Des gangs à l’oeuvre

L'Espagne appelle l’Union européenne à l’aide ; une promesse de dix millions d’euros (plus de six milliards de FCFA) lui a été faite…Mais elle n’est que moyennement touchée par la pression actuelle, même si elle constitue le pays le plus rapproché de l’Afrique, le continent de provenance ou de transit de ces désespérés. Il n’y a pas en Europe de pays affrontant vagues migratoires aussi nombreuses que l’Italie. Ils viennent de partout, les migrants ; ils traversent le désert du Sahara ou du Sinaï ; ils sont hommes, jeunes, vieux ou des femmes ou encore, dernière tendance, des enfants seuls. Tous visent l’Europe. Une Europe qui a débloqué … 4 millions d’euros d’urgence pour Rome.

Aux vivants s’ajoutent désormais les morts. Car les embarcations qui réussissent à toucher la Sicile, en Italie, sont de plus en plus chargées aussi de gens qui meurent durant la traversée. De quoi ? La question demeure. Dans la classe politique à Rome, on n’hésite pas à y voir une nouvelle source de menace. À l’heure d’Ebola, les cas de personnes aux symptômes inquiétants représenteraient des points potentiels d’entrée du virus très létal. Dimanche, l’embarcation qui a été interceptée par les garde-côtes italiens avait une trentaine de morts à son bord.

Des premiers témoignages ont laissé entrevoir une double cause possible : l’asphyxie par étouffements ou bien la rixe à bord. Le bateau était chargé à ras-bord de migrants syriens et africains qui pourraient s’être battus. « Il faut arrêter les départs, les aider chez eux, sans tarder. Les chemises de Renzi et Alfano sont tachées de sang », a déclaré Matteo Salvini, du parti xénophobe de la Ligue du Nord. Près de 5.500 réfugiés ont par ailleurs été secourus pendant le week-end par la marine militaire et deux cargos. Depuis le début de l'année, l’Italie aurait « accueilli » plus de 65.000 migrants et réfugiés ; le record de 2011 (63.000) est donc déjà pulvérisé en seulement six mois. Causes directes, causes transitoires, guerres et pauvreté se mélangent.

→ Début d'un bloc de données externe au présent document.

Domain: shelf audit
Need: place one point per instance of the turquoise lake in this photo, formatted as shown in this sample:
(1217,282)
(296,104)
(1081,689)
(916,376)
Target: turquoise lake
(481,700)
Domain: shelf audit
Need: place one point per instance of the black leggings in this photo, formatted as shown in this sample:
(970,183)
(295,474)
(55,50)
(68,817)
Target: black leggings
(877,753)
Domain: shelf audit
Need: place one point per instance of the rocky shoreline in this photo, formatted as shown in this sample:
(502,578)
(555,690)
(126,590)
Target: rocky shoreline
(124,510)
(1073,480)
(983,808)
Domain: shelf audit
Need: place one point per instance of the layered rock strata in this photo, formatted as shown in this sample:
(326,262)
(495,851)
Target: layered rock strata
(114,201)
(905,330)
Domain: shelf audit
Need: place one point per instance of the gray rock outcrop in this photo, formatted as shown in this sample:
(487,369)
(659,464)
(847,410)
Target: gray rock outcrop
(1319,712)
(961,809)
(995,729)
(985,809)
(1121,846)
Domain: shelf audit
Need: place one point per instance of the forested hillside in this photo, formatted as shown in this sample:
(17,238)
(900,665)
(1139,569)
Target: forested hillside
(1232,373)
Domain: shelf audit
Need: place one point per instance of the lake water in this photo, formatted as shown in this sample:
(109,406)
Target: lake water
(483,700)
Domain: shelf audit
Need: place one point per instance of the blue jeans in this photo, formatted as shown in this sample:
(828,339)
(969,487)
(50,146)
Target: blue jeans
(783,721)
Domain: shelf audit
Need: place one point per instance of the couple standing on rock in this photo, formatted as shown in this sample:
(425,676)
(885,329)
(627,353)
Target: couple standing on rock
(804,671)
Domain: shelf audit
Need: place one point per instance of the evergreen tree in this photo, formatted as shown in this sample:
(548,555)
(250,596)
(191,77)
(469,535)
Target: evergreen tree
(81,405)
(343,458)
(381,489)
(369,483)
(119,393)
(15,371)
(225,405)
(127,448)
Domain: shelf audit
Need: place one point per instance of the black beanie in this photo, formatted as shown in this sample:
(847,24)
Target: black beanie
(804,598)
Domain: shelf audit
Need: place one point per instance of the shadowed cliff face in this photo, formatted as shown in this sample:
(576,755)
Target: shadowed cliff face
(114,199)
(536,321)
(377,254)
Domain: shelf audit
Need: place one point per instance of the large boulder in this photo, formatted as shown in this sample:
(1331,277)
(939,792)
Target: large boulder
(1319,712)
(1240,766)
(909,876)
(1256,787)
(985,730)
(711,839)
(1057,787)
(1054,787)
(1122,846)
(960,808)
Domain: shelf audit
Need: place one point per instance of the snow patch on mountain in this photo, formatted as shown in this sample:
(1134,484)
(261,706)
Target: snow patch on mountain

Mais comme toujours, à l’ombre d’une détresse humaine surabondante, la criminalité et l’immoralité prospèrent. Ainsi, pour les 366 migrants qui trouvèrent la mort aux abords de Lampedusa, toujours en Sicile, en octobre dernier, les enquêtes ont mis en évidence un réseau de trafiquants ayant leur base en Libye et au Soudan. Les trafiquants avaient leurs complices en Italie. Sept mandats d’arrêt ont été émis par la justice à Agrigente contre ce que les médias appelaient mardi « la cellule italienne » du gang.

Il y a ceux qui encaissaient en Libye ou en Erythrée l’argent pour la traversée, achetaient les vieux bateaux dans les ports de Libye. Il y a ceux qui, en Italie, se chargeaient de prendre les migrants en main pour faire perdre leurs traces. L’ampleur des arrivées est telle, que même cet aspect de la répression ne touche qu’une dimension marginale du phénomène actuel. Au point que majorité et opposition en Italie semblent trouver dérisoire de se battre autour d’une démarcation manichéenne entre les pour et les contre. Car tout le monde se rend compte qu’accueillir une telle foule de migrants est absolument hors de portée ; qu’aller investir en Afrique, arrêter la guerre en Irak ou en Syrie seraient comme de tenter d’arrêter l’eau d’une passoire.